Twitter says it’s working on improving how it labels tweets with problematic 5G or coronavirus content, after users reported their tweets were being mislabeled with a COVID-19 fact-check.
“In the last few weeks, you may have seen Tweets with labels linking to additional info about COVID-19,” Twitter Support tweeted. “Not all of those Tweets had potentially misleading content associating COVID-19 and 5G.”
In the last few weeks, you may have seen Tweets with labels linking to additional info about COVID-19. Not all of those Tweets had potentially misleading content associating COVID-19 and 5G. We apologize for any confusion and we’re working to improve our labeling process. (1/4)

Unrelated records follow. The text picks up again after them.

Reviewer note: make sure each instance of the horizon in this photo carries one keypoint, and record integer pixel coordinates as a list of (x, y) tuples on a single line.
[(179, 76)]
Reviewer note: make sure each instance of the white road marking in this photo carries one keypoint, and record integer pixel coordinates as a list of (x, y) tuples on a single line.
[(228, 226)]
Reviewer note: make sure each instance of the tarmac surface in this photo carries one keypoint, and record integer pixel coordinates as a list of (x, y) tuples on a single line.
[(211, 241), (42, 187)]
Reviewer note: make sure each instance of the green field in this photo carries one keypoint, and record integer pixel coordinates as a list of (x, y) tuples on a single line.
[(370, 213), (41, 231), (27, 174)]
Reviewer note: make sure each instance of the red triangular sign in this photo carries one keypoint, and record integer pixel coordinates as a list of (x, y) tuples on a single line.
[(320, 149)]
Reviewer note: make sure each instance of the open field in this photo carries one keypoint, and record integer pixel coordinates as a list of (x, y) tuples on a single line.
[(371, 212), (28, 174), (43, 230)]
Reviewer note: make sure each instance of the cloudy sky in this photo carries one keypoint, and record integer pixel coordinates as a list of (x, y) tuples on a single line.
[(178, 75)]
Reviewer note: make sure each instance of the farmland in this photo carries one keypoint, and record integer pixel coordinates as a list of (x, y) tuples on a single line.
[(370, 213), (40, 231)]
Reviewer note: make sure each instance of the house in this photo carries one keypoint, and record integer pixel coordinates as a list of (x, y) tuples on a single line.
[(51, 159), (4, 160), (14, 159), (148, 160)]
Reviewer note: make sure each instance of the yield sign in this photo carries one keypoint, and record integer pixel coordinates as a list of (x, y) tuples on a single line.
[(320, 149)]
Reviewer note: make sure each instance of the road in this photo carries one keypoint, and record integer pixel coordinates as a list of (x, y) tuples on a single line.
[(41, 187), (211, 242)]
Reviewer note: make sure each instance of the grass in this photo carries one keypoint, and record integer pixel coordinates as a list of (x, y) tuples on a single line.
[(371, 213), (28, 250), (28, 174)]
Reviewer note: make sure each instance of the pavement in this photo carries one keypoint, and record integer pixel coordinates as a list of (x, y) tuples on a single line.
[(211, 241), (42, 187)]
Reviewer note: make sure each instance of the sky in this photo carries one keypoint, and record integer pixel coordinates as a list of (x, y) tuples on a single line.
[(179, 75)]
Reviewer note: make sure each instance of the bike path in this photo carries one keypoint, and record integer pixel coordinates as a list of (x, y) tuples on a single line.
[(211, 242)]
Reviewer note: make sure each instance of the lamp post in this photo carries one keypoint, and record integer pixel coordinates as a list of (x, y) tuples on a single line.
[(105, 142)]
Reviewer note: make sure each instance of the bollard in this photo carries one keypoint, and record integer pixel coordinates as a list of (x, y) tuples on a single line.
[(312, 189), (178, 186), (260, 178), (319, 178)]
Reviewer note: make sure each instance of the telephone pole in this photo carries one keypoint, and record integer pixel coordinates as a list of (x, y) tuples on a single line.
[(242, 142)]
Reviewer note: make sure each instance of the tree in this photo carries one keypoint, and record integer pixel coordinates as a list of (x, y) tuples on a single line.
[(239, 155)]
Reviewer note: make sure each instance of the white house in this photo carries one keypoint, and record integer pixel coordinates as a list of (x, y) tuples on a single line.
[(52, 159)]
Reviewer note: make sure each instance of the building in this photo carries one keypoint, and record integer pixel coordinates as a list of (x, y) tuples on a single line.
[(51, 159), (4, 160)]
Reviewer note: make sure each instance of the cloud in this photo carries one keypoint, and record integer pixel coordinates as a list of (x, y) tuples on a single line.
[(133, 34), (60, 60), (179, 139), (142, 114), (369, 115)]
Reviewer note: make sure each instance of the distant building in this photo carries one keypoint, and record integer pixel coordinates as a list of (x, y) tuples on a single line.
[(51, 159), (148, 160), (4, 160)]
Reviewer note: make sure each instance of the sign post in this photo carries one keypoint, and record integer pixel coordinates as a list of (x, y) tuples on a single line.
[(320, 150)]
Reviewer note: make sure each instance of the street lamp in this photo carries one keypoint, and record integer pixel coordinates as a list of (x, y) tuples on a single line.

— Twitter Support (@TwitterSupport) June 26, 2020
Twitter began fact-checking tweets that linked 5G and the COVID-19 pandemic earlier this month, by adding the label that reads “get the facts about COVID-19” which links to a Twitter moment with “No, 5G isn’t causing coronavirus” as its title. Part of a conspiracy theory that has been widely debunked suggested that the spread of the coronavirus was somehow linked to the installation of new 5G mobile networks.
The fact-check label is part of the social media company’s wider effort to attach warning labels to provide context for tweets with misleading COVID-19 information. In April, the company went so far as to remove misleading COVID-19-related tweets that it viewed as inciting people to engage in “harmful activity.”
But the system that determines which tweets get flagged is apparently a little over-eager. It seems tweets including the words “oxygen” and “frequency” were being tagged with the fact-check label. The Week posits that “oxygen” and “frequency” may be keywords that trigger the label, since part of the conspiracy theory suggests that the 5G “frequency” is harmful to the point that it “sucks the oxygen out of the atmosphere.”
Twitter Support says it’s “building new automated capabilities to apply these labels to Tweets we think could be relevant,” adding that its goal was to reduce the number of mislabeled tweets. It wasn’t clear when the fixes would be applied.